Now, even for a civilian traveler, forgetting your carry-on bag is a pretty impressive brain blip. But in the jewelry industry, it is inconceivable. Jewelry couriers are a highly trained species. They get private screening at airport security; never let a bag out of their hand even for a nanosecond, and if they’re driving, will always assume a fender bender or a flat tire is a diversion tactic, not an accident. When they fly, the suitcase with their underwear can go to outer Mongolia, but the jewelry doesn’t leave their possession even to go to the loo on the plane.
So when the one thing you’re tasked to do—nay, the very reason you’re even in Cannes in the first place—is to deliver $4 million worth of jewelry to rock star Rita Ora, how do you forget to grab your carry-on bag when you get off the plane?
The good news is that unlike a few famous jewelry heists in Cannes, the jewelry for Ora was all recovered. Still, it’s probably a sure bet that courier’s career in jewelry is over. Rita Ora, meanwhile, later showed up in a massive Chopard necklace for the photo call for Magnum X Rita_Ora (that’s Magnum the ice cream bar, not “Magnum P.I.”)

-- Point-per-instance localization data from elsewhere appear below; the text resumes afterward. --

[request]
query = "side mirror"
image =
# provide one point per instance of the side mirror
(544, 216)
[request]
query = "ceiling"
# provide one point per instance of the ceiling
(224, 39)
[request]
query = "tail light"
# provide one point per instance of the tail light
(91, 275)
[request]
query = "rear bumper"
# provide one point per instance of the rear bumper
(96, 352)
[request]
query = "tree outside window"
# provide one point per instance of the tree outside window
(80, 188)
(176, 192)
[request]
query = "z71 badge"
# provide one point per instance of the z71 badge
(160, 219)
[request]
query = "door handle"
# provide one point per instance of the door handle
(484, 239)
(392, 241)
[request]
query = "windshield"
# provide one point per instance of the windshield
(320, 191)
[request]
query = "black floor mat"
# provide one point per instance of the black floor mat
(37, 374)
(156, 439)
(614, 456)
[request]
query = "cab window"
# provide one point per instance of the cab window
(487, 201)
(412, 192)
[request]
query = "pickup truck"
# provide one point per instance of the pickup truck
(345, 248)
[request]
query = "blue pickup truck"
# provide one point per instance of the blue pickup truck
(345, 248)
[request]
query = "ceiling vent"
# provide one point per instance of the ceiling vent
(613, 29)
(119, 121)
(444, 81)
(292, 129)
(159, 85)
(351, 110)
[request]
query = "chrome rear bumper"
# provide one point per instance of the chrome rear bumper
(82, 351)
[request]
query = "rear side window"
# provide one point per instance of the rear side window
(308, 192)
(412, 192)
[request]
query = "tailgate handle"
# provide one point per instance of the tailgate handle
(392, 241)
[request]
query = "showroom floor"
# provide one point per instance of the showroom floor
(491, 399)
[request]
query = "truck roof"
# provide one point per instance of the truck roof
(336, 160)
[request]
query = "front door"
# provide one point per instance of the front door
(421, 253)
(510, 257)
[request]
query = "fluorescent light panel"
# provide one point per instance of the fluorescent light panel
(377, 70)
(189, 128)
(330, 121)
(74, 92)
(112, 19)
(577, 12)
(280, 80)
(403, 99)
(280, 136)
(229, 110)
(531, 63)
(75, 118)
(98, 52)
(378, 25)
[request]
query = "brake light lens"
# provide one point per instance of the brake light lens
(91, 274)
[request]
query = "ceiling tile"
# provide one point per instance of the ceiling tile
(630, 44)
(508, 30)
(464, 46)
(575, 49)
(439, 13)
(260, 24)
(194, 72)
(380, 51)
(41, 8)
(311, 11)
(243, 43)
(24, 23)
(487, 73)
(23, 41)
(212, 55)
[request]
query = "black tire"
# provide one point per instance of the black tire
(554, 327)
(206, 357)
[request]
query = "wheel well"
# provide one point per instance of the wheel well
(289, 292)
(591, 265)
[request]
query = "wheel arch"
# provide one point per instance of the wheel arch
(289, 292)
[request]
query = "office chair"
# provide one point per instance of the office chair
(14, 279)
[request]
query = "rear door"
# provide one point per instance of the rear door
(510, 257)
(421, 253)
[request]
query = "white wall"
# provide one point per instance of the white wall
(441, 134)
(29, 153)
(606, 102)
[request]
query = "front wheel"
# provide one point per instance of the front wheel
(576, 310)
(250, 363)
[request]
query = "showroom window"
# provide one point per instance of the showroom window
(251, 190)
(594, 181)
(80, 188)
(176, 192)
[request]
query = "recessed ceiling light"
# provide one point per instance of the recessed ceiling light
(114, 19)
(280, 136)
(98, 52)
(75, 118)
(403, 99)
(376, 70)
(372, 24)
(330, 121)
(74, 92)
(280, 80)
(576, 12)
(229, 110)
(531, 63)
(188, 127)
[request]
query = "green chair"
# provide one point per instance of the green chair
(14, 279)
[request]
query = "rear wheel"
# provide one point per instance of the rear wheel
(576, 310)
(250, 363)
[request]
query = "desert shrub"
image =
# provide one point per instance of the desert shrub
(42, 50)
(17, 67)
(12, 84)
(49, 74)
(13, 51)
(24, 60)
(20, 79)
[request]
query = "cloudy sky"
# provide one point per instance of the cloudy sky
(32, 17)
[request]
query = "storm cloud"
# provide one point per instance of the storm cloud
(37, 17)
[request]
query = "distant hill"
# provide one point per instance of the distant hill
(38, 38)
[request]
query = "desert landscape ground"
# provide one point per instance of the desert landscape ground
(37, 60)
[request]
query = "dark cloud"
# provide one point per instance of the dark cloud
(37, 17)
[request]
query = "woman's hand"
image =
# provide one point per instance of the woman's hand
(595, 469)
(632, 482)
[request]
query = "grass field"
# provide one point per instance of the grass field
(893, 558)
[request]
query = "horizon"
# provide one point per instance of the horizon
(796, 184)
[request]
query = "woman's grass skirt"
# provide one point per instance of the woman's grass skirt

The other big piece of jewelry news was the 121 carats of diamonds (total weight) Mariah Carey wore to perform at the amfAR gala. The jewelry, from Chopard’s “Queen of Kalahari” collection, featured diamonds all cut from the same piece of rough, a stunningly pristine 324-carat find named the Queen of Kalahari.
The Queen of Kalahari rough was cut into 23 diamonds in total. Of those, five weigh more than 20 carats (Carey wore most of them) and all the traditional diamond shapes—round brilliant, cushion, heart, emerald, and pear were represented in what came from the rough. Carey’s necklace—designed to look like diamond lace—featured the centerpiece of the Kalahari collection, a whopping 50-carat (yes, that’s 5-0) round brilliant. The matching earrings had both a 25-carat pear and a 26-carat heart, and the final piece of the set, a ring, has a 20-carat cushion cut.
Chopard is the principal jewelry sponsor of the Cannes Film Festival, so it’s no surprise that almost a dozen celebrities were spotted wearing pieces from the famed French jeweler. In addition to Carey, some other top names spotted in Chopard included Marion Cotillard, Lea Seydoux, Elle Fanning, Milla Jovovich, model Izabel Goulard, and more.